Neandertallerle Homo sapiens aslında 250 bin yıl önce çiftleşmiş

Şimdiye kadarki varsayımları yerle bir eden genler bulundu

Neandertal kalıntıları yaklaşık 40 bin yıl öncesine kadar Avrasya'da yaşadıklarını gösteriyor (AP)
Neandertal kalıntıları yaklaşık 40 bin yıl öncesine kadar Avrasya'da yaşadıklarını gösteriyor (AP)
TT

Neandertallerle Homo sapiens aslında 250 bin yıl önce çiftleşmiş

Neandertal kalıntıları yaklaşık 40 bin yıl öncesine kadar Avrasya'da yaşadıklarını gösteriyor (AP)
Neandertal kalıntıları yaklaşık 40 bin yıl öncesine kadar Avrasya'da yaşadıklarını gösteriyor (AP)

Yeni bir araştırmaya göre Neandertaller, modern insan türü diye anılan Homo sapiens'le ilk olarak 250 bin yıl önce çiftleşti. Bu tarih, şimdiye dek düşünüldüğünden çok daha eskiye işaret ediyor.

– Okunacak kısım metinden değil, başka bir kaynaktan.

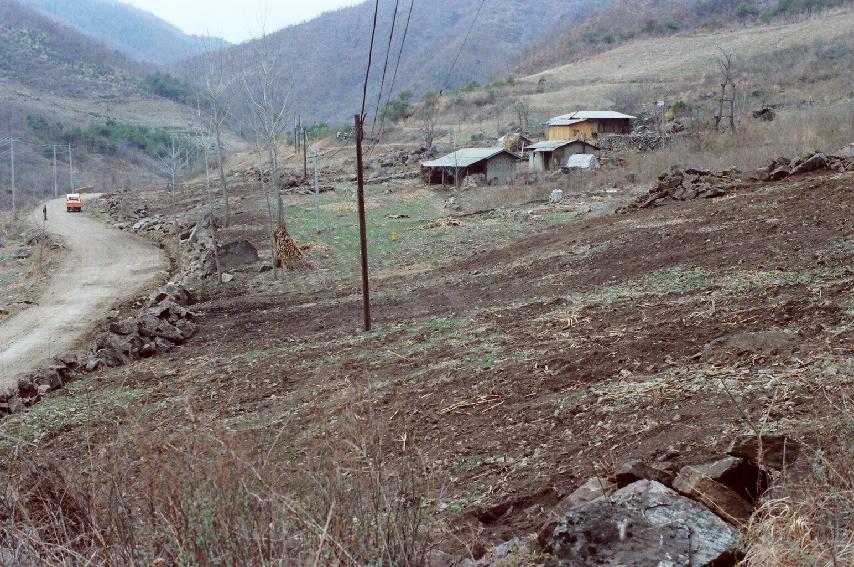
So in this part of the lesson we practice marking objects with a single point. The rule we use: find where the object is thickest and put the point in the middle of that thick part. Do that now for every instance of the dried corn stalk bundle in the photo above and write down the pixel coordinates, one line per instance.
(288, 253)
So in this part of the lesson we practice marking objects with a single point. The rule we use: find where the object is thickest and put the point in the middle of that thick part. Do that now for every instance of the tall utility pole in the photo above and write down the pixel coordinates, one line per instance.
(14, 192)
(70, 171)
(363, 235)
(55, 187)
(316, 193)
(304, 155)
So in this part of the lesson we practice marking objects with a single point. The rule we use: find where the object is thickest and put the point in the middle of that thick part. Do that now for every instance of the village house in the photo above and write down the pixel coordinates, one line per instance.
(588, 124)
(552, 155)
(496, 165)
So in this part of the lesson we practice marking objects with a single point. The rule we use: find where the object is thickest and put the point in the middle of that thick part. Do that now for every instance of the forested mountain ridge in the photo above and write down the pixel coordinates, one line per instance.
(325, 58)
(135, 32)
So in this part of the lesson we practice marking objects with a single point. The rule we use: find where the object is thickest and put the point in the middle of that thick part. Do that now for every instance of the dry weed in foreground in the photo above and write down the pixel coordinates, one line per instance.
(814, 524)
(208, 498)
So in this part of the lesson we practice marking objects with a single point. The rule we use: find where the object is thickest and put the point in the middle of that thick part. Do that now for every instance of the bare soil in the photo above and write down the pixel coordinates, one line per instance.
(521, 371)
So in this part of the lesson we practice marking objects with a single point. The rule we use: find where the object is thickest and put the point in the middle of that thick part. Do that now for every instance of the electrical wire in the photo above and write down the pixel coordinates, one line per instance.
(370, 61)
(385, 65)
(397, 65)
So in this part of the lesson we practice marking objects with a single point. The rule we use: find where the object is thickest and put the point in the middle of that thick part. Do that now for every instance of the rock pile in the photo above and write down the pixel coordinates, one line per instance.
(655, 513)
(157, 329)
(637, 141)
(204, 251)
(402, 158)
(164, 324)
(782, 168)
(692, 183)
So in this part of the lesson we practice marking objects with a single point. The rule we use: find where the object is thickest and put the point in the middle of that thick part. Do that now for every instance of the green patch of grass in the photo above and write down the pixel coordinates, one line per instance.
(263, 353)
(60, 412)
(458, 505)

Bir zamanlar Homo sapienslerle Neandertallerin melezleştiği ve Neandertallerin bu sayede genlerini modern insanlara aktarabildiği uzun süredir biliniyor.

Öte yandan bilim insanları, şimdiye kadar Neandertaller ve Homo sapienslerin ilk kez 75 bin yıl önce çiftleştiğine inanıyordu.

Ancak uluslararası bir araştırma ekibinin yürüttüğü yeni çalışmada bu melezleşmenin çok daha önce başladığı öne sürüldü.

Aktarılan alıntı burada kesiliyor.